More graduates than ever are pouring out of Britain's art colleges looking for a job in advertising or graphic design. The D&AD Student Expo will display the work of this year's talent and hand out awards - and some of the lucky winners will see their work turned into real campaigns. The winning radio ad will go into production on Capital Radio, and young hopefuls have the chance to win a placement in the creative department at GGT, alongside Trevor Beattie, famous for the Wonderbra ads.

However, many graduates will be disappointed. Vicky Sergeant, the D&AD's consultant director of education, says: "There are 5,000-plus students on degree courses such as graphics, photography, multimedia and illustration. There are a lot more of them out there than there are jobs available."

She says that Expo helps creative directors to sort out the talent. "In the past, they spent a lot more time going round colleges seeing for themselves those that might make the grade."

Such is the competition for jobs that many graduates are prepared to work for nothing, or for the price of their bus fare and lunch - in the hope of eventually being offered a permanent job. But that is an option open only to those who can afford it. It is also open to abuse: there are stories of graduates on placement producing award-winning work for which someone else takes the credit, then finding themselves without a job.

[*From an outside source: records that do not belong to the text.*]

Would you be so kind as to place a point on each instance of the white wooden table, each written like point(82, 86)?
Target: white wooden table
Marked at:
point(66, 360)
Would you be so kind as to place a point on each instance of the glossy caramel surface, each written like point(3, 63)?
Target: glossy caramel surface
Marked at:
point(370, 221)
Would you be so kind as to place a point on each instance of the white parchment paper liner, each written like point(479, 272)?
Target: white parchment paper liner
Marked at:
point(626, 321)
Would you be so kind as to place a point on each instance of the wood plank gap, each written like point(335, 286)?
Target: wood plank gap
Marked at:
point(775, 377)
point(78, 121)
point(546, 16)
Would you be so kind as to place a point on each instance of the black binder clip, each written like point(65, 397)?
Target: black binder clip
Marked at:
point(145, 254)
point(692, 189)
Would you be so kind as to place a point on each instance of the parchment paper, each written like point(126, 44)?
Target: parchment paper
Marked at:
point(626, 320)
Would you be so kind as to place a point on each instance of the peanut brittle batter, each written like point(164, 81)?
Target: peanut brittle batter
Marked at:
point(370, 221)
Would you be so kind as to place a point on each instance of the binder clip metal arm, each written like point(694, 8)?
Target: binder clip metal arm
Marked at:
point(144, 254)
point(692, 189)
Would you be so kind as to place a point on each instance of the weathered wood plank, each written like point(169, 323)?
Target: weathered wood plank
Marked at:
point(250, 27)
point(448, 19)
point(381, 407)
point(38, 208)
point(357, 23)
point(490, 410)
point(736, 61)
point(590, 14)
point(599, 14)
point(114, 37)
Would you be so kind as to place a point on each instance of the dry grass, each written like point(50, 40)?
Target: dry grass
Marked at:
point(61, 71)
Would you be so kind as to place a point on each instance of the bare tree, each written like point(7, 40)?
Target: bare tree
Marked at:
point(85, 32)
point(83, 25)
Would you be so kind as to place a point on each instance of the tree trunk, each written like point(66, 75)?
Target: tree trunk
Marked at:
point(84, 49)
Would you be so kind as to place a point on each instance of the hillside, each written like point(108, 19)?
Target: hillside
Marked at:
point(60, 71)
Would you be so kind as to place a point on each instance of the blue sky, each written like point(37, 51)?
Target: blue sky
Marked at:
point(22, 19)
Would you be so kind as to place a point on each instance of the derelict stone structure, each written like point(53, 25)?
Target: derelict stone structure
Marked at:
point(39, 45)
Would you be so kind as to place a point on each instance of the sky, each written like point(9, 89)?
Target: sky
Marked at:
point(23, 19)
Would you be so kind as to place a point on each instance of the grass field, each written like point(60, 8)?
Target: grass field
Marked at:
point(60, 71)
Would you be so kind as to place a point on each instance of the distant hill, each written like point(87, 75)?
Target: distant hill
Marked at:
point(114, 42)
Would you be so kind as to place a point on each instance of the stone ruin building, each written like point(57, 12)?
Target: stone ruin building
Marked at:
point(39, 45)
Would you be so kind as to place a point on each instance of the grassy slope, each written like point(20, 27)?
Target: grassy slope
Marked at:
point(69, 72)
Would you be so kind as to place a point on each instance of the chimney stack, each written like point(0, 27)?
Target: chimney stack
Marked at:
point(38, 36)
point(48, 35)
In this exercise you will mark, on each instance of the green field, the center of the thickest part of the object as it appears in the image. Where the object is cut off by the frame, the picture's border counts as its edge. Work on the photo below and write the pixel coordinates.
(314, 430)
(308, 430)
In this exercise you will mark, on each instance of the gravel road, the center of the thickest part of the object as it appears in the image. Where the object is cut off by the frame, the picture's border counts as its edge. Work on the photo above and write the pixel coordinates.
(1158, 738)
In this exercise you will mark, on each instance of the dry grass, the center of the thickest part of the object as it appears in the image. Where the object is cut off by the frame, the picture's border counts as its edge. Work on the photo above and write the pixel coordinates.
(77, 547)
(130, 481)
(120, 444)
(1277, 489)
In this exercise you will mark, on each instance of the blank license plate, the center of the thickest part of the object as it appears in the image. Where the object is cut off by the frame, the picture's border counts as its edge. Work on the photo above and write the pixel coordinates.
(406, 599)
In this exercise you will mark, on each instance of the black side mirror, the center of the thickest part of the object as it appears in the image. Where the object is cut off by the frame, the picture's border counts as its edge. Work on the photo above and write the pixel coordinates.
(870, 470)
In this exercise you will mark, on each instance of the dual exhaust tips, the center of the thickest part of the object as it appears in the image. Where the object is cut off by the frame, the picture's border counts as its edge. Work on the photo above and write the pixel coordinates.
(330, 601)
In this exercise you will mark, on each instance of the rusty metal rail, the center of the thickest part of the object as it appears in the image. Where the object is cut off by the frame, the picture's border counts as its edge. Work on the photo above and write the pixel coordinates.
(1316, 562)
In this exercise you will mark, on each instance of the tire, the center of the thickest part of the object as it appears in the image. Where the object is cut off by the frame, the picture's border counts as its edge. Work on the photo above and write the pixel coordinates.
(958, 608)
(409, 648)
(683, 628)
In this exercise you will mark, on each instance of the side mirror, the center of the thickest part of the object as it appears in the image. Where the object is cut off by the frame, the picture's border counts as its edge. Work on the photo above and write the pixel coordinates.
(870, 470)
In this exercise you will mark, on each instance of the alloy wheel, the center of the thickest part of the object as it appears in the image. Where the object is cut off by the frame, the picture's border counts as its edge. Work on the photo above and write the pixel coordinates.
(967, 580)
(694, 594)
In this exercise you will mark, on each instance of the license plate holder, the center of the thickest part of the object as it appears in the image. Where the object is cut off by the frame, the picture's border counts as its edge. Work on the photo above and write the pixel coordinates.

A spokeswoman for the advertising head-hunters Canna Kendall and Co says: "Some graduates are very lucky and get offered a job straightaway, others get a job after six months' placement; I've just placed a team of creatives who have been looking for a job for three years. Many more will never make it."

To help graduates to find that elusive job, the D&AD has produced a book full of advice from those already working in advertising.

Adrian Holmes, chairman of the ad agency Lowe & Partners Europe, says: "Never mind how to get into advertising; the question to ask is, should you get a job in advertising? If you are simply tickled by the notion, attracted by the tales of huge loot, you need to find yourself another career, chum."

Tom Carty and Walter Campbell, an award-winning team at Abbott Mead Vickers BBDO, advise young hopefuls to do their homework. "Find out what ads the company have done and what accounts they work on. Try to surprise the people interviewing you. Give them more and better stuff than they expect. Think of it like a hot date with someone you are seriously mad for," they say.

And Tiger Savage, art director at Bartle Bogle Hegarty, says graduates need a thick skin, gut instinct and balls, "and that goes for the girls too".

One graduate who is confident that he has those qualities is Tom Ewart, from Kingston University, who has been short-listed for a D&AD award. He says: "It's down to perseverance, and being able to take the knock- backs. I'm certain I'll get a job".